Inference · beginner
Context Window (context length)
The context window is the maximum number of tokens an LLM can consider in a single call — prompt plus generated output combined.
Explanation
Early LLMs had context windows of 2K-4K tokens. Modern frontier models offer 128K (GPT-4o, Claude Sonnet) up to 1M+ (Gemini 1.5 Pro, Claude with extended context). Larger windows let you stuff in whole books, long codebases, or extensive conversation histories.
Two practical caveats: longer context costs more (linearly with input tokens) and degrades quality (the "lost in the middle" effect — models often pay less attention to information buried deep in long inputs).
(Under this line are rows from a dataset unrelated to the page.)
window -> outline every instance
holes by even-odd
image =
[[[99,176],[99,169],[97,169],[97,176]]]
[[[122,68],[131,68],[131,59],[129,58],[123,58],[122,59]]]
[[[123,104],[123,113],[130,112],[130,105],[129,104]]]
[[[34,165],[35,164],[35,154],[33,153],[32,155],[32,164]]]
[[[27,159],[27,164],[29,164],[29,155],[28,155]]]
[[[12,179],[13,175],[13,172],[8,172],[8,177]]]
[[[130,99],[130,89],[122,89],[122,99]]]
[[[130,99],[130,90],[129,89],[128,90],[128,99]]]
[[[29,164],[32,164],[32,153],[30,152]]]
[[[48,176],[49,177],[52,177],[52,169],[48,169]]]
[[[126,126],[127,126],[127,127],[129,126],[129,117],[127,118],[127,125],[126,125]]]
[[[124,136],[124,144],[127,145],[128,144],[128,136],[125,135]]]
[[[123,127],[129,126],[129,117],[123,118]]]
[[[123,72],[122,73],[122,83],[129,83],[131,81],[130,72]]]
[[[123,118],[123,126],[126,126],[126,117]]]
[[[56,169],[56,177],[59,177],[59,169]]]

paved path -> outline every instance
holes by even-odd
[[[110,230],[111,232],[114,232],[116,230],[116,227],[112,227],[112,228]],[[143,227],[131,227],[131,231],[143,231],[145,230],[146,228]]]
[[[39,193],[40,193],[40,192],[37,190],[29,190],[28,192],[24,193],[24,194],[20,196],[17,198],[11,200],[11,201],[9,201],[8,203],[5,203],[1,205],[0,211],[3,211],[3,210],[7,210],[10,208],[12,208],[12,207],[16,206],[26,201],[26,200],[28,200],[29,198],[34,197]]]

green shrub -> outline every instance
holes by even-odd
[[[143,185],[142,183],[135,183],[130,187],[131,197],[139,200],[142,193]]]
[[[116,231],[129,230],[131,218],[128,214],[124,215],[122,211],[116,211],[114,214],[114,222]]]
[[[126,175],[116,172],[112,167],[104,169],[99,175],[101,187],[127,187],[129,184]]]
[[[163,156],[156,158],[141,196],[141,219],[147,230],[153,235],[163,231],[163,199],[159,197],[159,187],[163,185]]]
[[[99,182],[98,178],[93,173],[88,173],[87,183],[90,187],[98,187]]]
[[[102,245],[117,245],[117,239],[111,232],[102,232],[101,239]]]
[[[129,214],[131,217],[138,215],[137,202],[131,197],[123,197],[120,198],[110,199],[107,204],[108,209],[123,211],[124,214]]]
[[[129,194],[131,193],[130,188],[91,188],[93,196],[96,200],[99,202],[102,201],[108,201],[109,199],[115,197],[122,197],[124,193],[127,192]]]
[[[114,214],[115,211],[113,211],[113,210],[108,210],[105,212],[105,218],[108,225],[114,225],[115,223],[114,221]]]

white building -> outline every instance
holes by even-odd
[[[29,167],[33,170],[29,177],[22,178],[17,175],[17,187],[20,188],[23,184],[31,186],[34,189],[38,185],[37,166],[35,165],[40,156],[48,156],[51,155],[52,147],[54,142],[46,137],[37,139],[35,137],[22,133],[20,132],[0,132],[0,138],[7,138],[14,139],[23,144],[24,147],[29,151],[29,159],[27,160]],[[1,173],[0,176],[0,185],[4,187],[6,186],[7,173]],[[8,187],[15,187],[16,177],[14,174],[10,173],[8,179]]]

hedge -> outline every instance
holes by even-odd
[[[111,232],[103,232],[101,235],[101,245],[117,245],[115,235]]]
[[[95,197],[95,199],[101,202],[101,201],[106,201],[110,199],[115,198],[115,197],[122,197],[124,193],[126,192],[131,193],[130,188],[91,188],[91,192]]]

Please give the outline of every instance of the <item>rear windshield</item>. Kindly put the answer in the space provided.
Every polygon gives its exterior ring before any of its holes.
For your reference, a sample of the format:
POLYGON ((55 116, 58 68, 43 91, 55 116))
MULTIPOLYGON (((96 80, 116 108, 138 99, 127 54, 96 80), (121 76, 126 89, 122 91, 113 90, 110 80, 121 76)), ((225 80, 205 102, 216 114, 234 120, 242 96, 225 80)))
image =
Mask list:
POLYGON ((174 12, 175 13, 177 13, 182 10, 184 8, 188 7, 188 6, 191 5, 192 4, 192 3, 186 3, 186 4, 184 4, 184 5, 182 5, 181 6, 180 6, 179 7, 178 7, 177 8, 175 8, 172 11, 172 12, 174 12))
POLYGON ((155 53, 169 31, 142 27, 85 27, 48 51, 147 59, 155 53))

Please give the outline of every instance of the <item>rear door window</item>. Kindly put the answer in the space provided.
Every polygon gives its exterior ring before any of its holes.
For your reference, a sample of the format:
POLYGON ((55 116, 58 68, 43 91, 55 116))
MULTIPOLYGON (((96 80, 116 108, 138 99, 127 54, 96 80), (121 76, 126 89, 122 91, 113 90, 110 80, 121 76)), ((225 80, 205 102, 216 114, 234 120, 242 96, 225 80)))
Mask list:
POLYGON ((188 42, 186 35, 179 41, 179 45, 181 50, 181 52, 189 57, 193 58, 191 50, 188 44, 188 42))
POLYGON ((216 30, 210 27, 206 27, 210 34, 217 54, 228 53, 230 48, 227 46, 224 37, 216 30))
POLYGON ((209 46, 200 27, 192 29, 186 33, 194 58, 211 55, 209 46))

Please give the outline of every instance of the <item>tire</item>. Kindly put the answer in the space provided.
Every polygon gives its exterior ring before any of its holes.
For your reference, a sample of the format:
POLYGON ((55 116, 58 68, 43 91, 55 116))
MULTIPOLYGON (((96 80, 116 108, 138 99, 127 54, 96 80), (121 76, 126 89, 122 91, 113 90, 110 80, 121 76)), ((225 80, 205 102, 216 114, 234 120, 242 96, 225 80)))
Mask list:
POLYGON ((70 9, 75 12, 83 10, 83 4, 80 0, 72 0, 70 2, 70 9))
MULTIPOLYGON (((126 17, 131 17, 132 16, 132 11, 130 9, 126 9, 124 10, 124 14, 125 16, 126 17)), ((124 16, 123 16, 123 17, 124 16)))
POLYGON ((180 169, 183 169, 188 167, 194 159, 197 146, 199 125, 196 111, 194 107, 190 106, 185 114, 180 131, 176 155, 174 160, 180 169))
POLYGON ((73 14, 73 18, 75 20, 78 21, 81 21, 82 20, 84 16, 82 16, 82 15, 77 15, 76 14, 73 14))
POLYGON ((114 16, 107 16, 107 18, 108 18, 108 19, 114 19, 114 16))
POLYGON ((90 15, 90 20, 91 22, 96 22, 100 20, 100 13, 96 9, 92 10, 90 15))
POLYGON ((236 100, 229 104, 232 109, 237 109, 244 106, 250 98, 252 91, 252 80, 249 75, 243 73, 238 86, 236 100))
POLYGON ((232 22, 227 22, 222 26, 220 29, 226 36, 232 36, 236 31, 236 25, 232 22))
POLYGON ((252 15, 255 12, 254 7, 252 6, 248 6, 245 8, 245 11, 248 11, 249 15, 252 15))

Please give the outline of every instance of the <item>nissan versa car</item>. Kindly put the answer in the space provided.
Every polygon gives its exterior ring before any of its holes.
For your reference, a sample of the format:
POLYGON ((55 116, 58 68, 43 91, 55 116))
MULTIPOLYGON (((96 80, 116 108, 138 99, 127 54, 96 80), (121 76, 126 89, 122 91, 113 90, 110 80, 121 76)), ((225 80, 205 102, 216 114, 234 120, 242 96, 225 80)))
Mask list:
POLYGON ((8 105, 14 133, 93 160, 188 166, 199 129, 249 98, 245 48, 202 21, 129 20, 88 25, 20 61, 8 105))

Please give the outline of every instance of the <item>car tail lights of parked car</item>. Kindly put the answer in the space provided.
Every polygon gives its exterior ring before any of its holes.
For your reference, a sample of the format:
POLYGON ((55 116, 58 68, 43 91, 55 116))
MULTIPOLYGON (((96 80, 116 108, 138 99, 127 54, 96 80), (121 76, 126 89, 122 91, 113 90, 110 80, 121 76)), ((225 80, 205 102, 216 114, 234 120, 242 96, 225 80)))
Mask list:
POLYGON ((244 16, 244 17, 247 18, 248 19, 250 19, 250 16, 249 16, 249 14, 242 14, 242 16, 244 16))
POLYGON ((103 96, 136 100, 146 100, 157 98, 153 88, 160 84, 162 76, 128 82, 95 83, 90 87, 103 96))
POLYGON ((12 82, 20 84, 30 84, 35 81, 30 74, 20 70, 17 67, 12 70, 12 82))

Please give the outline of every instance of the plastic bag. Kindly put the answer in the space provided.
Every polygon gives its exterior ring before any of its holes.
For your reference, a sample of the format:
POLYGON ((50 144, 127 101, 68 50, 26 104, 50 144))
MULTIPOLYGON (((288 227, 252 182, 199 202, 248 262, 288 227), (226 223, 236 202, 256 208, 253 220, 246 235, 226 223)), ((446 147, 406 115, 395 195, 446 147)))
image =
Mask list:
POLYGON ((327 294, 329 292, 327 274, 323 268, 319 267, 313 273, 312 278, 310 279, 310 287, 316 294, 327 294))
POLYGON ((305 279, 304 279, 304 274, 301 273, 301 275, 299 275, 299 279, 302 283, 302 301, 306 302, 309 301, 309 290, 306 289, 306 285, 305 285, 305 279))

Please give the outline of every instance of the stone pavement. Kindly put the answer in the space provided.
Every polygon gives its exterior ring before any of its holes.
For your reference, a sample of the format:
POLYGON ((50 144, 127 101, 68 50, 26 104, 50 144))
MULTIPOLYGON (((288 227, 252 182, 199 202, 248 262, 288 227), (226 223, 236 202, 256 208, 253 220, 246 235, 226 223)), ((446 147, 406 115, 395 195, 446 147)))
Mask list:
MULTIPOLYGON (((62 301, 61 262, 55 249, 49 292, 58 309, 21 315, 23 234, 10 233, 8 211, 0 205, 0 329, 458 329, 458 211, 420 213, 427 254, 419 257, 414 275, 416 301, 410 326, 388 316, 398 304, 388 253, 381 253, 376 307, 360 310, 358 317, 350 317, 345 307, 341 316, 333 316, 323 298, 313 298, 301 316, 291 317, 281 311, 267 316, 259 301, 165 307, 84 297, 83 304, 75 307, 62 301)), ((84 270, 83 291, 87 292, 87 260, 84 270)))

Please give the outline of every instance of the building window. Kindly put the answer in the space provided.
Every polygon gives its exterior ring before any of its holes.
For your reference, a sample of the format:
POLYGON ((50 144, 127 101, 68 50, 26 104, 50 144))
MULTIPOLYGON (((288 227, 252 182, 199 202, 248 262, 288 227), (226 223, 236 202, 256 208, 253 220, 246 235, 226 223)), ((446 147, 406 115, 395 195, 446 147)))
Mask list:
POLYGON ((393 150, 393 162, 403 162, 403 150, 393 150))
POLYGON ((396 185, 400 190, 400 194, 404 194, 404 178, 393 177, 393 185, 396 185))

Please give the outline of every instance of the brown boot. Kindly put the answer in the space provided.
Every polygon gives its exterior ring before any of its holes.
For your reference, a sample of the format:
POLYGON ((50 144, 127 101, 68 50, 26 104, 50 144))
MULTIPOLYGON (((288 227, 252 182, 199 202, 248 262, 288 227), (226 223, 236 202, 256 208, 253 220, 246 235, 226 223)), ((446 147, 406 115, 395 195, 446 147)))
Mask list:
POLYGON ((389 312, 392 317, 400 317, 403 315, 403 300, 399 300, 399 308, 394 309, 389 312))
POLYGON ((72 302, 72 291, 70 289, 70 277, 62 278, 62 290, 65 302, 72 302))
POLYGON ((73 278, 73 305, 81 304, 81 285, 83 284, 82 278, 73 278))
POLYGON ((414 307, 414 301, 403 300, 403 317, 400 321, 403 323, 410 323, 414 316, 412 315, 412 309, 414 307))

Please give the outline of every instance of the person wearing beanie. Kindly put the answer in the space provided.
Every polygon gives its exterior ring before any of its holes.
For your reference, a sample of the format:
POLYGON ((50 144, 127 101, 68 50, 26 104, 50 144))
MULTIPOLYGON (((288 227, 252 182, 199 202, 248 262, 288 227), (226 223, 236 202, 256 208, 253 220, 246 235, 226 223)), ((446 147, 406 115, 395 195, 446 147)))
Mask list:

Window extension techniques include longer RoPE scaling, FlashAttention, and retrieval-augmented setups that fetch only the relevant chunks.
Examples
- GPT-4o: 128K context.
- Claude Sonnet: 200K context.
- Gemini 1.5 Pro: 1M+ context.
Frequently asked
What is Context Window?
The context window is the maximum number of tokens an LLM can consider in a single call — prompt plus generated output combined.
What is an example of context window?
GPT-4o: 128K context.
How is Context Window related to Token?
Context Window and Token are both inference concepts. A token is the basic unit an LLM reads and writes — usually a word piece (3-4 characters). LLMs are priced and sized by tokens, not words.
Is Context Window considered beginner?
Context Window is generally considered beginner-level material in the AI and LLM space.